Summit with ex-Burkina president Compaore hit by no-shows, protests

FILE PHOTO: President of Burkina Faso, Blaise Compaore, sits on stage to support a commitment to stop poaching of African elephants at the Clinton Global Initiative (CGI) in New York September 26, 2013. REUTERS/Lucas Jackson

Burkina Faso leader Paul-Henri Damiba's planned reconciliation summit of former presidents got off to a rocky start on Friday as two declined to attend and another faced protests outside his house over the participation of former strongman Blaise Compaore.

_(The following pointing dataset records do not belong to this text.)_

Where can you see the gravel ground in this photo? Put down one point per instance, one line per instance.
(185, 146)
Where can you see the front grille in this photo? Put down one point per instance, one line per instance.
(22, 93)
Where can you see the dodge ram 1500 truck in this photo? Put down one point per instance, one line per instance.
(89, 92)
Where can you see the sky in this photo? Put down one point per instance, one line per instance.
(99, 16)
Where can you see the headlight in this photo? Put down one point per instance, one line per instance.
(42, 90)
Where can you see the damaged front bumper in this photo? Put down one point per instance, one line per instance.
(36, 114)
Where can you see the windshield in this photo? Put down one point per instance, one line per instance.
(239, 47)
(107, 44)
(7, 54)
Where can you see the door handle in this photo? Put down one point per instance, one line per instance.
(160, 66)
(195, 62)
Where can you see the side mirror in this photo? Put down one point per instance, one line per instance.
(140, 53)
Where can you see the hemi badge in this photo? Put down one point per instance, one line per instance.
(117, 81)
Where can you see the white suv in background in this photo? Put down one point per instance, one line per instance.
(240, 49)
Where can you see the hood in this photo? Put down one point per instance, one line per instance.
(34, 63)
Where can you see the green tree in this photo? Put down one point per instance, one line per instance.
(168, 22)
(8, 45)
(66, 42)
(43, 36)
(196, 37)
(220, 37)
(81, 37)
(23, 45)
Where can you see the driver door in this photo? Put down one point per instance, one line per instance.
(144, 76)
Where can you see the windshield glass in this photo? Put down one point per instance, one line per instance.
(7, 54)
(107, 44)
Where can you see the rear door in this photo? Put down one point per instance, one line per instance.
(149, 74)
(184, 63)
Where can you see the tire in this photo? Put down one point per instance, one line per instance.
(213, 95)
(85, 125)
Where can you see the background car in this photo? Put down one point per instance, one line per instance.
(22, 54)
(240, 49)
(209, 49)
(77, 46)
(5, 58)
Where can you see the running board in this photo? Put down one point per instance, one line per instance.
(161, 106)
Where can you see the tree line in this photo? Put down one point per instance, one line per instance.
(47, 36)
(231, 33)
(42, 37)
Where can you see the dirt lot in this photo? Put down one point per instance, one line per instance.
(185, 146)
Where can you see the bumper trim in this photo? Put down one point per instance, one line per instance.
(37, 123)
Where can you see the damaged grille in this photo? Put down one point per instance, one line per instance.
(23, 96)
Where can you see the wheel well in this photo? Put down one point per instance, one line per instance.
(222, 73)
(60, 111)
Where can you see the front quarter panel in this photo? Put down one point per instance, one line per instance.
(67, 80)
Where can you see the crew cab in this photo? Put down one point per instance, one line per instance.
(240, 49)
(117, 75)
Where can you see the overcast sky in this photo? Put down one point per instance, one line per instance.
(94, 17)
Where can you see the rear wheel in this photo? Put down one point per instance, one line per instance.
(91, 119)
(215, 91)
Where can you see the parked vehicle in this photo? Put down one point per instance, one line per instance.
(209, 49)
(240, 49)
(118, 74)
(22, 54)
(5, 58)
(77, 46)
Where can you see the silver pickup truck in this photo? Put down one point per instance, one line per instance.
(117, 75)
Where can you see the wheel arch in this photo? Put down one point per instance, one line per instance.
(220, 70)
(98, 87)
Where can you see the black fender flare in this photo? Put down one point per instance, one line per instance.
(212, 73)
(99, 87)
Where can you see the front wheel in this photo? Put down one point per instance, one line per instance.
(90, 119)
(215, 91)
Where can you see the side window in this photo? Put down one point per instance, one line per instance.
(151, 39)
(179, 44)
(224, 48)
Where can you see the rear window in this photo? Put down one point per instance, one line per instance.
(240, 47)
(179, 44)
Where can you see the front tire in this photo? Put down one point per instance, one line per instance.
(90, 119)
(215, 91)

Compaore, who was ousted in an uprising in 2014 after 27 years in power, returned from exile in Ivory Coast on Thursday to take part in the summit, which is meant to project political unity in the face of spiralling violence by Islamist militants.

But many Burkinabes have blasted Compaore's return from exile as a free man after he was sentenced in absentia earlier this year to life in prison for complicity in the 1987 murder of his predecessor, Thomas Sankara, during the coup that brought him to power.

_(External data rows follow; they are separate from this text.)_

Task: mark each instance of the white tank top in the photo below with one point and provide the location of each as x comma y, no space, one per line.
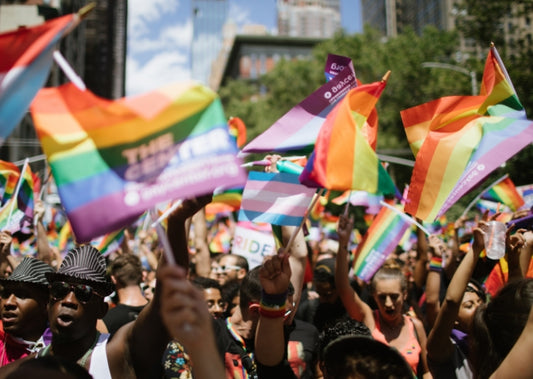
99,367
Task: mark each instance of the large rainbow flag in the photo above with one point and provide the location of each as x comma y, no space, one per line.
112,160
384,234
506,193
343,158
459,140
297,130
26,61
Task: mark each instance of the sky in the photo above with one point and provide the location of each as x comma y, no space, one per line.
160,33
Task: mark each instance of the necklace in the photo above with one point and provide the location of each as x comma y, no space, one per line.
83,360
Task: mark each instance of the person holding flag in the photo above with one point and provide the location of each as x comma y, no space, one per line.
387,324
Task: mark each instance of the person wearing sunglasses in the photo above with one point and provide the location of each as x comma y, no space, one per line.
24,296
231,268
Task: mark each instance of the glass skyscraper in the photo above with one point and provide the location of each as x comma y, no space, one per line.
209,16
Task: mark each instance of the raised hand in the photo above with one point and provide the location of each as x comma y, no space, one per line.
275,274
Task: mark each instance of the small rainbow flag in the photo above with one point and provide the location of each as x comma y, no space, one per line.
343,159
114,159
24,67
505,192
459,140
384,234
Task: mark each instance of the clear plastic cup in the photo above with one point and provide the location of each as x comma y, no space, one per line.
495,239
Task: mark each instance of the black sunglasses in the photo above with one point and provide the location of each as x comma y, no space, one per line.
83,292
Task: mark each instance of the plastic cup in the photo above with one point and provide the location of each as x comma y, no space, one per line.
495,239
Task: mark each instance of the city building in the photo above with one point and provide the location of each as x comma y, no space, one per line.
308,18
209,17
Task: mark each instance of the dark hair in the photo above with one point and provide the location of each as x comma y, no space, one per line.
250,289
363,358
498,324
127,270
42,366
205,283
389,270
324,271
343,327
240,261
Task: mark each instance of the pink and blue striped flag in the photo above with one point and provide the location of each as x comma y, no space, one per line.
27,56
297,130
275,198
114,159
384,234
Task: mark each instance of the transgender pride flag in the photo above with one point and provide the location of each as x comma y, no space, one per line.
275,198
24,67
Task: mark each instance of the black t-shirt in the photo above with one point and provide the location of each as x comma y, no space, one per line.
237,360
119,316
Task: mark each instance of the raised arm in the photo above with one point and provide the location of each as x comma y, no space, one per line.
356,308
141,343
433,280
187,319
275,275
439,345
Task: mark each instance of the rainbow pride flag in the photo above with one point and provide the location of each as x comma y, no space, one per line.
506,193
275,198
343,158
26,61
114,159
297,130
526,192
110,242
9,176
384,234
460,140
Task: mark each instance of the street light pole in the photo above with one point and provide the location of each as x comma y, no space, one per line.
446,66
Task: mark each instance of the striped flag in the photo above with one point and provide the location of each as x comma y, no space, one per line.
460,140
343,158
114,159
384,234
506,193
275,198
26,61
9,176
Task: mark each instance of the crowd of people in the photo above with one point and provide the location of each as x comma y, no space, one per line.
300,314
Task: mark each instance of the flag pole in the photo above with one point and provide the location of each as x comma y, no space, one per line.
407,218
295,232
17,190
482,193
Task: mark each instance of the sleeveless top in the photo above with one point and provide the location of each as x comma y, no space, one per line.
410,350
99,368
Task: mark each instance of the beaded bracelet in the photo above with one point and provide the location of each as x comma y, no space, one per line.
435,264
272,306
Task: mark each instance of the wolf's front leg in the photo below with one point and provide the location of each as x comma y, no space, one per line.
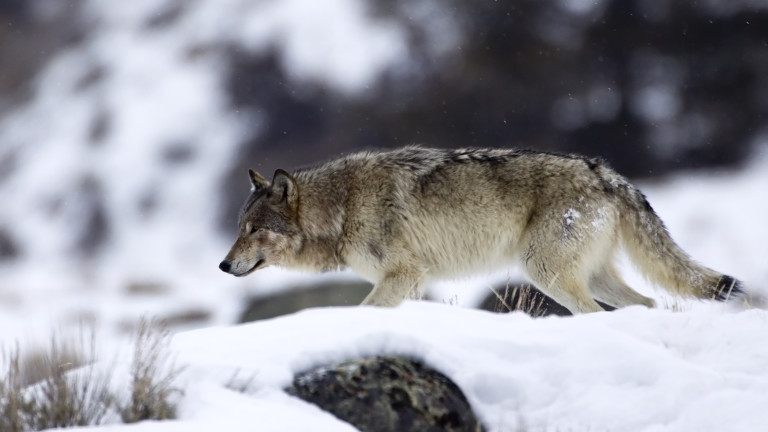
394,287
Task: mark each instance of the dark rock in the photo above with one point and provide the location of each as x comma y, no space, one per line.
387,393
526,298
8,247
334,293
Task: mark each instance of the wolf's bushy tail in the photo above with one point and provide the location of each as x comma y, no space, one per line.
659,258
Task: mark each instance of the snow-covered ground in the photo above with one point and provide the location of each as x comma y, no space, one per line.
132,124
631,370
635,369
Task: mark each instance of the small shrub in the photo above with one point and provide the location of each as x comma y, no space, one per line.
152,376
43,389
38,391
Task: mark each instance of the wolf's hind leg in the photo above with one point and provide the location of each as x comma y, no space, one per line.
607,286
394,287
562,284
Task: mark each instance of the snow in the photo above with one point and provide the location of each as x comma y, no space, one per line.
705,368
631,370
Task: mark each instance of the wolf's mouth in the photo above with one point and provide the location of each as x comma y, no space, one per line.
255,267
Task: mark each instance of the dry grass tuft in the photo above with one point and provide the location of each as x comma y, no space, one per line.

Compaore, 71, returned for the summit as part of a deal between Ivory Coast, which has repeatedly refused to extradite him, and Damiba's government.

Two of the five former presidents invited by Damiba, Isaac Zida et Michel Kafando, declined to attend, sources close to them told Reuters.

Meanwhile, dozens of protesters were holding a sit-in outside the house of Roch Kabore, the president that Damiba's junta overthrew in January, to demand that he withdraw as well.

There was no immediate response from the government or confirmation of when the summit would start.

At a news conference, lawyers representing the families of Sankara and others killed during the coup demanded that he be arrested.

"This is in defiance of the law," Bénéwendé Stanislas Sankara told reporters. "The lawyers' collective ... demands purely and simply the execution of the arrest warrant."

Damiba has touted the meeting as an opportunity to achieve unity and reconciliation in response to rising attacks by militant groups linked to al Qaeda and Islamic State.

He justified the coup in January by citing the inability of Kabore to contain the violence. But his government has so far been unable to slow the militants, who control vast swathes of territory and regularly massacre civilians.